Instructors: Alex Hauptmann, Zhi-Qi Cheng

Home People Syllabus Homeworks Project


Date and Time: 17:00-18:20, Monday and Wednesday
Location: GHC-4307
Websites: Canvas Piazza

Course Description:

Can a robot watch "Youtube" to learn about the world? What makes us laugh? How to bake a cake? Why is Kim Kardashian famous?

Large-scale multi-media is an incomparable window into our world, with thousands of hours of data available on almost every aspect of our everyday life. The analysis of such data is a unique opportunity to perform deep multi-modal analysis that goes beyond image or video retrieval, speech to text, or other existing tasks. This is a 12-unit class or lab covering fundamentals of large-scale computer vision, audio and speech processing, multi-media files and streaming, multi-modal signal processing, video retrieval, semantics, and text (possibly also: speech, music) generation.

Target Audience/ Prerequisites: This is a graduate course primarily for students in LTI, HCII, CSD, Robotics, ECE; others, for example undergraduate students in CS, by prior permission of the instructor(s). Strong implementation skills, experience on working with large data sets, and familiarity with some (not all) of the above fields (e.g. 11-611, 11-711, 11-751, 11-755, 11-792, 16-720, or equivalent), will be helpful.

Learning Objectives: Instructors will give an overview of relevant recent work and benchmarking efforts (Trecvid, Mediaeval, etc.). Students will work on research projects to explore these ideas and learn to perform multi-modal retrieval, summarization and inference on large amounts of "Youtube"-style data. The experimental environment for the practical part of the course will be given to students in the form of Virtual Machines.
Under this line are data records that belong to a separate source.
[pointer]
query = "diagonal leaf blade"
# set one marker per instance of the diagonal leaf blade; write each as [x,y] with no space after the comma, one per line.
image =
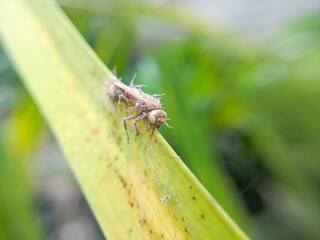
[140,190]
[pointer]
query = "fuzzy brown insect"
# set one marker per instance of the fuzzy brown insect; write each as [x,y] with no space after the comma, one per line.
[147,106]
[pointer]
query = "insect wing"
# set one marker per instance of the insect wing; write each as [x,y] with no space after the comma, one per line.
[132,92]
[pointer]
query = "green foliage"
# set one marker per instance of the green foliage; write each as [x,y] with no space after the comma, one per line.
[237,110]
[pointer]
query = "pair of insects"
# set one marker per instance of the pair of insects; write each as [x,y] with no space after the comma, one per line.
[144,105]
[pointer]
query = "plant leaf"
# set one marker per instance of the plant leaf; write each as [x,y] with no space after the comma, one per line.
[140,190]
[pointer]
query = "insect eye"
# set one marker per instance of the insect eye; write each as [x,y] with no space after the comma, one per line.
[157,117]
[114,92]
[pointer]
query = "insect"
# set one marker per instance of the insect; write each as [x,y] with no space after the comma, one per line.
[165,198]
[146,106]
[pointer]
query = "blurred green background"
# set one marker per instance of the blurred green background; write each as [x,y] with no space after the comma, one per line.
[244,102]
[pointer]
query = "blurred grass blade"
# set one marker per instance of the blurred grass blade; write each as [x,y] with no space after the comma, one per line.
[139,190]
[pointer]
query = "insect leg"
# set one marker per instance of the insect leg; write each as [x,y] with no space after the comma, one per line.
[141,116]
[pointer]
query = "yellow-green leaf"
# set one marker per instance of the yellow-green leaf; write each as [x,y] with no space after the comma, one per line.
[140,190]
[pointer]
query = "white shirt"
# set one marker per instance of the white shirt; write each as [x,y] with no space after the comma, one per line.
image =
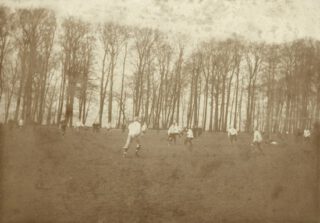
[257,137]
[306,133]
[232,132]
[189,133]
[134,129]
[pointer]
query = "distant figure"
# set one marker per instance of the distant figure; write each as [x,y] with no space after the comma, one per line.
[232,133]
[298,135]
[79,125]
[197,131]
[173,131]
[20,123]
[189,137]
[63,126]
[257,139]
[108,126]
[123,127]
[11,124]
[306,135]
[144,128]
[134,134]
[96,126]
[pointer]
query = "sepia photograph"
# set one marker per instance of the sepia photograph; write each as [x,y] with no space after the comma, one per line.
[160,111]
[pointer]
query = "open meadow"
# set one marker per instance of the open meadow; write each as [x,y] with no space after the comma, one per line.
[82,177]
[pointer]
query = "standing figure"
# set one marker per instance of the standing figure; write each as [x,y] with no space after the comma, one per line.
[257,139]
[173,131]
[79,125]
[232,133]
[20,123]
[123,127]
[144,128]
[189,137]
[134,134]
[63,126]
[306,135]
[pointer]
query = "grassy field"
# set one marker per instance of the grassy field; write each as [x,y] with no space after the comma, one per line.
[83,177]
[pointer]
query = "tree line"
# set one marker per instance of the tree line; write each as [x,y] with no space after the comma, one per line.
[53,69]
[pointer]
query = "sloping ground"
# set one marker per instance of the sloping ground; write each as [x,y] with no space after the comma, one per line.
[82,177]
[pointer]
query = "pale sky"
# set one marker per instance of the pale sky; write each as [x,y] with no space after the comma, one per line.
[257,20]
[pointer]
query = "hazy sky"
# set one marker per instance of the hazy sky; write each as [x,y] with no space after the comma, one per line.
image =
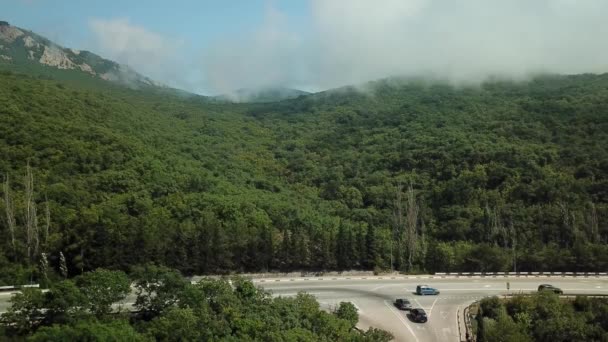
[216,46]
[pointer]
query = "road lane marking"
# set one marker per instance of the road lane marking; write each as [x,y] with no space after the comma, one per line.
[400,317]
[381,287]
[417,302]
[431,309]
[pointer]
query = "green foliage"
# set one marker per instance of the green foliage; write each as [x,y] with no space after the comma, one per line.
[157,288]
[542,317]
[102,288]
[508,176]
[89,331]
[26,311]
[348,312]
[210,309]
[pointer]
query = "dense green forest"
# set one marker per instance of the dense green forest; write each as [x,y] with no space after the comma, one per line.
[168,308]
[410,175]
[542,317]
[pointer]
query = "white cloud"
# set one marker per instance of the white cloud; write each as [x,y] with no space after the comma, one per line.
[353,41]
[152,54]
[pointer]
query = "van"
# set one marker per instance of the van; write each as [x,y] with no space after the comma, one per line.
[423,290]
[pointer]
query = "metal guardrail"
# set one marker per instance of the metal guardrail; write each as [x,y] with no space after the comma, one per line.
[17,287]
[521,274]
[468,328]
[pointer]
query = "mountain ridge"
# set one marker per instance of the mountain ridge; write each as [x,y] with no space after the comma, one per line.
[24,50]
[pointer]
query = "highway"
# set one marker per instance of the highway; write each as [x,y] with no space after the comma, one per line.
[374,296]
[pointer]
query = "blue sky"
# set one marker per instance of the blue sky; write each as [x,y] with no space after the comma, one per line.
[214,46]
[198,22]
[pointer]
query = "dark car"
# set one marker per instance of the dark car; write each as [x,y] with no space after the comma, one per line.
[403,304]
[418,315]
[549,287]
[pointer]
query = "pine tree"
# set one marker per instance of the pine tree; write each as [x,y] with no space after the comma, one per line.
[63,266]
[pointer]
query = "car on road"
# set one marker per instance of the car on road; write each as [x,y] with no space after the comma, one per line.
[418,315]
[423,290]
[551,288]
[403,304]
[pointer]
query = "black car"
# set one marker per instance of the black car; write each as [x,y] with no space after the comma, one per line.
[418,315]
[549,287]
[403,304]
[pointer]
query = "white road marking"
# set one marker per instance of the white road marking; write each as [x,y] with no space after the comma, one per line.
[289,294]
[357,307]
[432,306]
[381,287]
[400,317]
[417,302]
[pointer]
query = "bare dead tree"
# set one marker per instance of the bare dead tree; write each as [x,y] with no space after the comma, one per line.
[10,210]
[513,234]
[412,211]
[398,222]
[423,241]
[594,225]
[47,221]
[31,216]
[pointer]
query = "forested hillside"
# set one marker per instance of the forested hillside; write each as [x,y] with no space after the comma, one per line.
[412,175]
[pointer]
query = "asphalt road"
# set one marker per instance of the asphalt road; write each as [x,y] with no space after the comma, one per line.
[374,296]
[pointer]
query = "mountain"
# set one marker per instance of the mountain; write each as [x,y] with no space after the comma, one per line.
[268,94]
[500,173]
[28,52]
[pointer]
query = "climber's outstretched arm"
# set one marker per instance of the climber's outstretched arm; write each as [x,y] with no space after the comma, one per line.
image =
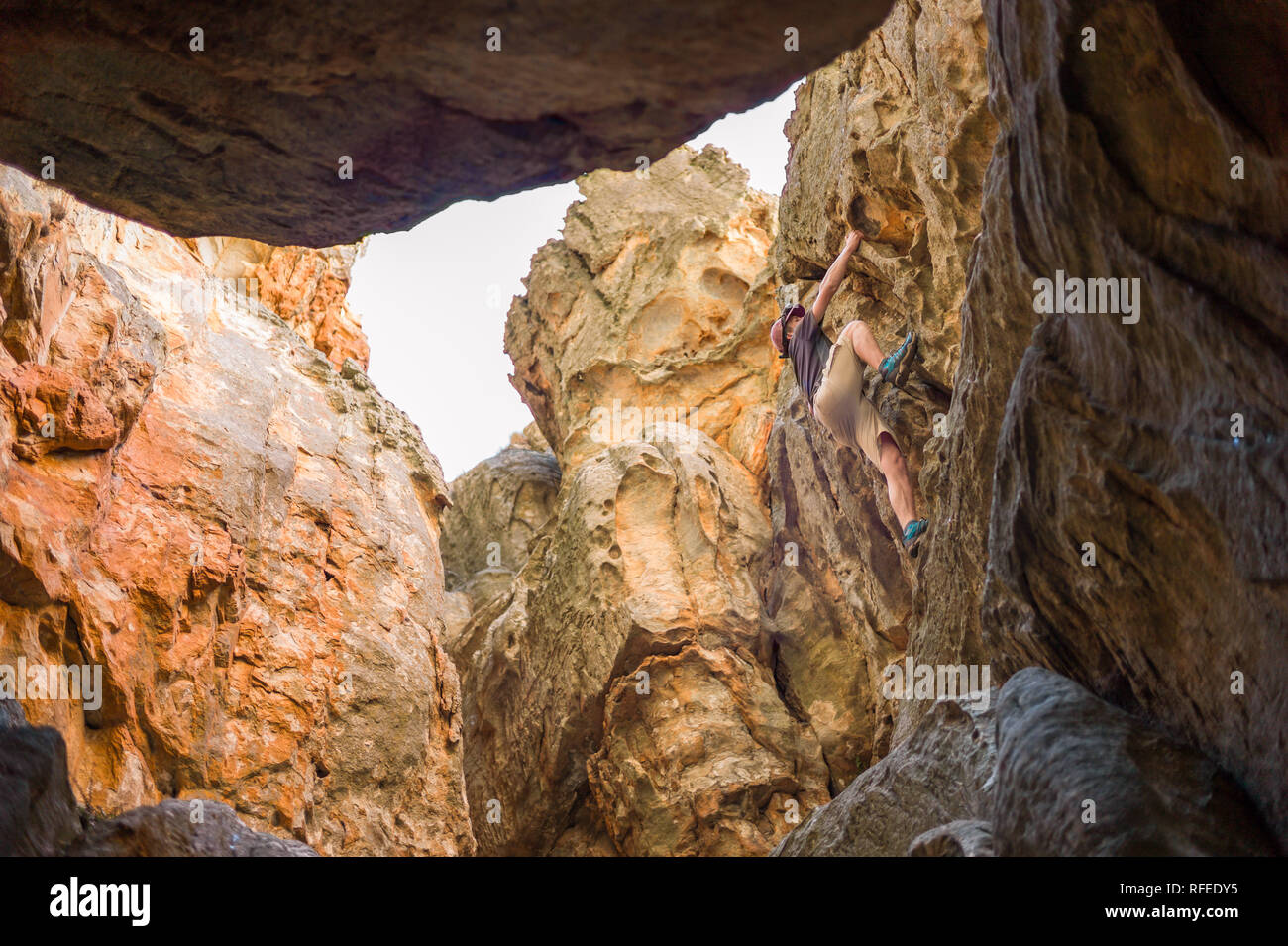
[835,275]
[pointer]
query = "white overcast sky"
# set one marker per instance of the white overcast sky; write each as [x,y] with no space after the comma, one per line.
[433,299]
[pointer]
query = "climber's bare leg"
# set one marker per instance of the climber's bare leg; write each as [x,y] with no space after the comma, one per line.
[896,470]
[864,344]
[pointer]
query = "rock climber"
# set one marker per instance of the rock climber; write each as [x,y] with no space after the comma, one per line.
[831,376]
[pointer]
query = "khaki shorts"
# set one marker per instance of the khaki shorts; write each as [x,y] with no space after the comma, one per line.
[841,407]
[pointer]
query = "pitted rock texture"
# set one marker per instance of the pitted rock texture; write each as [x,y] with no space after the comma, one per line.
[301,286]
[954,839]
[497,508]
[941,774]
[1116,431]
[245,541]
[246,136]
[39,817]
[618,699]
[1080,778]
[866,137]
[652,306]
[38,811]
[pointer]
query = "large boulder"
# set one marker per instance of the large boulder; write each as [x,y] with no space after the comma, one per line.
[1129,464]
[943,774]
[240,540]
[38,811]
[244,128]
[618,697]
[497,508]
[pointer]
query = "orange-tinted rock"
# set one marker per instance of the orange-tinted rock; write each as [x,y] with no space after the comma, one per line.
[652,309]
[864,139]
[304,287]
[241,538]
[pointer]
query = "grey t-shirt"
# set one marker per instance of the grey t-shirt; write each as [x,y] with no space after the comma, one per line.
[809,349]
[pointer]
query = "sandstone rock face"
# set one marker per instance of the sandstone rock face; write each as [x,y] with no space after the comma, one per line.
[1155,435]
[941,774]
[1147,437]
[39,817]
[497,508]
[304,287]
[867,138]
[168,830]
[244,132]
[243,540]
[652,309]
[617,699]
[1065,757]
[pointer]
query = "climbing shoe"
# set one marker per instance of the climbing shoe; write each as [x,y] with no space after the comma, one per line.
[894,362]
[912,534]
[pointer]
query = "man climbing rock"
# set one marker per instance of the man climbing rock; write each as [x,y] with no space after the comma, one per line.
[831,376]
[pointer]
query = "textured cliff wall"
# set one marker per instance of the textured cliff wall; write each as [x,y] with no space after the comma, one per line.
[1124,433]
[297,123]
[892,138]
[1149,437]
[244,540]
[622,693]
[656,299]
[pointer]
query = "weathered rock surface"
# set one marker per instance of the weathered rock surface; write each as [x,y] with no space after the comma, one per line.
[497,508]
[245,541]
[618,699]
[170,830]
[245,136]
[38,812]
[656,300]
[954,839]
[941,774]
[39,817]
[1080,778]
[1063,429]
[864,139]
[304,287]
[1116,431]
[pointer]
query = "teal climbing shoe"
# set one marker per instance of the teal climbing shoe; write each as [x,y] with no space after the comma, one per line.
[912,534]
[892,364]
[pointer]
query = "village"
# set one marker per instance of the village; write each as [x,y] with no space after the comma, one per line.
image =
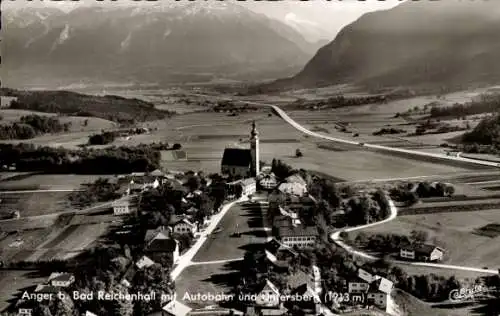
[165,218]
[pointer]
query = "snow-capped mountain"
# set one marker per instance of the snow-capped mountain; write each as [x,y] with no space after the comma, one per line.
[154,43]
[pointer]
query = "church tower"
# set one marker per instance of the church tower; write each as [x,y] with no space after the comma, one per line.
[254,150]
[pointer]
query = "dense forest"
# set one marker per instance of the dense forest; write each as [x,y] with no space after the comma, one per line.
[109,107]
[30,126]
[28,157]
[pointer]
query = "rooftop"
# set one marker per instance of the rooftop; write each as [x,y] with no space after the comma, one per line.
[236,157]
[162,245]
[298,231]
[176,308]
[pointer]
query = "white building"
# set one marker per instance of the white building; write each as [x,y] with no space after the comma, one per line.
[144,262]
[297,189]
[176,308]
[182,226]
[248,186]
[121,207]
[61,279]
[243,162]
[269,296]
[423,252]
[299,236]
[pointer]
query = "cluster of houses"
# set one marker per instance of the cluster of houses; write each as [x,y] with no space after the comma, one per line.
[56,282]
[369,289]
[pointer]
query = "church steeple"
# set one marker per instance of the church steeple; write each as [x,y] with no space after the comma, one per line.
[254,150]
[254,132]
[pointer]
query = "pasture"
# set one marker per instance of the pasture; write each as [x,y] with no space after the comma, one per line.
[78,123]
[205,279]
[14,282]
[456,232]
[35,203]
[49,182]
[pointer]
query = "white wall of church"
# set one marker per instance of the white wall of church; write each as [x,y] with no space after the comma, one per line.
[236,171]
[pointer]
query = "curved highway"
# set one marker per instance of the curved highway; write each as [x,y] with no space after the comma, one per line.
[290,121]
[301,128]
[393,214]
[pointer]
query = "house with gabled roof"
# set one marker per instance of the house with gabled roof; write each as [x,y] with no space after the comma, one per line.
[47,289]
[268,296]
[422,252]
[158,233]
[182,225]
[360,284]
[298,236]
[157,248]
[176,308]
[121,206]
[379,292]
[61,279]
[144,262]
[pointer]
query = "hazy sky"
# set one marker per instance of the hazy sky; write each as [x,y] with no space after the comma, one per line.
[315,19]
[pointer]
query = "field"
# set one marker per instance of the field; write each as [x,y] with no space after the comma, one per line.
[32,204]
[48,182]
[68,242]
[221,246]
[12,282]
[204,144]
[456,232]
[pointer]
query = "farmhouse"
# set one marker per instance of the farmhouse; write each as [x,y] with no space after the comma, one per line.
[377,288]
[298,189]
[121,207]
[248,186]
[299,236]
[182,225]
[158,233]
[242,162]
[159,247]
[175,308]
[268,182]
[422,252]
[61,279]
[144,262]
[268,296]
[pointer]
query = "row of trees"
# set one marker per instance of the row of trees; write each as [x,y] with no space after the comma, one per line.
[31,126]
[102,139]
[28,157]
[98,191]
[484,104]
[407,194]
[389,243]
[109,107]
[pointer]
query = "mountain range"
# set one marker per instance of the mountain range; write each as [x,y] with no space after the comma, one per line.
[436,44]
[163,43]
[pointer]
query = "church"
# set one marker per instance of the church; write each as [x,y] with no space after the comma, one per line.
[242,162]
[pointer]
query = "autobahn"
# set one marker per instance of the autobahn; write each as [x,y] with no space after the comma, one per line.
[393,150]
[335,237]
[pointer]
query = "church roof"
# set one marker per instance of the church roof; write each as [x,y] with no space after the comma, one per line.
[237,157]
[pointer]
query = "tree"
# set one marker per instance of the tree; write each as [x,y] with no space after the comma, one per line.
[419,236]
[449,190]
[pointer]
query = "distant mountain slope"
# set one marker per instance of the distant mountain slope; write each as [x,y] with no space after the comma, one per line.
[149,43]
[109,107]
[442,43]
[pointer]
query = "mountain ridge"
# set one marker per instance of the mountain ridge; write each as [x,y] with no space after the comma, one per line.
[413,44]
[150,44]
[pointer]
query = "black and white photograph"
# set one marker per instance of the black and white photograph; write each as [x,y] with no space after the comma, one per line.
[253,158]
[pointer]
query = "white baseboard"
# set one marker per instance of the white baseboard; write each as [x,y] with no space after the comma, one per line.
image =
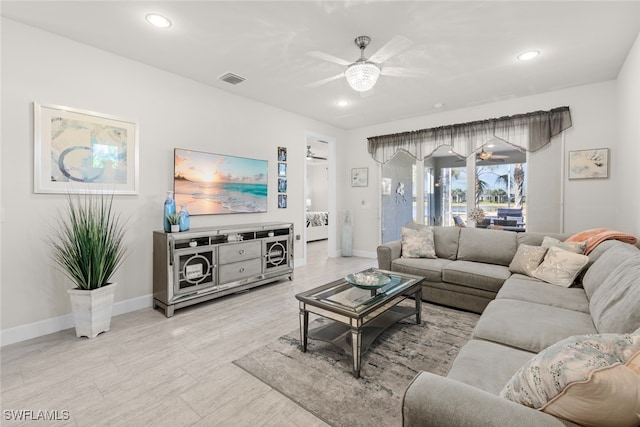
[55,324]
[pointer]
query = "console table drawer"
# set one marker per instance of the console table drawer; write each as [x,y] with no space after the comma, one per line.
[239,270]
[239,252]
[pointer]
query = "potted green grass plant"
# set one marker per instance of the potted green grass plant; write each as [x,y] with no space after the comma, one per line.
[88,246]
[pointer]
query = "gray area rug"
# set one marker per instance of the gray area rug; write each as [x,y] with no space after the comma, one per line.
[321,380]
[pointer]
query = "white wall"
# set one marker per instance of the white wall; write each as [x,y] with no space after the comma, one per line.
[171,112]
[628,155]
[587,203]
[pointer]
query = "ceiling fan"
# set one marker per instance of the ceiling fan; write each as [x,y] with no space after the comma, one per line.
[363,74]
[312,155]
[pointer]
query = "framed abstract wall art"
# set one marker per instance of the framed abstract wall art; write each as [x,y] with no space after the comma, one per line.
[359,177]
[78,151]
[211,183]
[585,164]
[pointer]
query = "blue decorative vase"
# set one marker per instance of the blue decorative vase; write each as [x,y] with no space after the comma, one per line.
[184,218]
[169,208]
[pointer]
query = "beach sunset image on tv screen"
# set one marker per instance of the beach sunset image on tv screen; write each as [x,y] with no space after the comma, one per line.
[218,184]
Course Outcomes: Students who successfully complete the course should be able to at the minimum understand all aspects of a state-of-the art multi-media search system. They will understand the fundamental algorithms of information retrieval, speech recognition and audio processing, image and video processing, and understand the complexities of handling large amounts of heterogeneous multi-media data. They will have in-depth and hands-on experience with some of the algorithms involved in processing (recognition and/ or synthesis) any of these modalities and/or with multi-modal fusion. They should be able to apply that knowledge to other domains and/ or data on their own.

Grading: The overall grade will be determined as follows:
  • Assignments (30%)
  • Term Project (70%)
It is typically possible to audit the class, if helpful.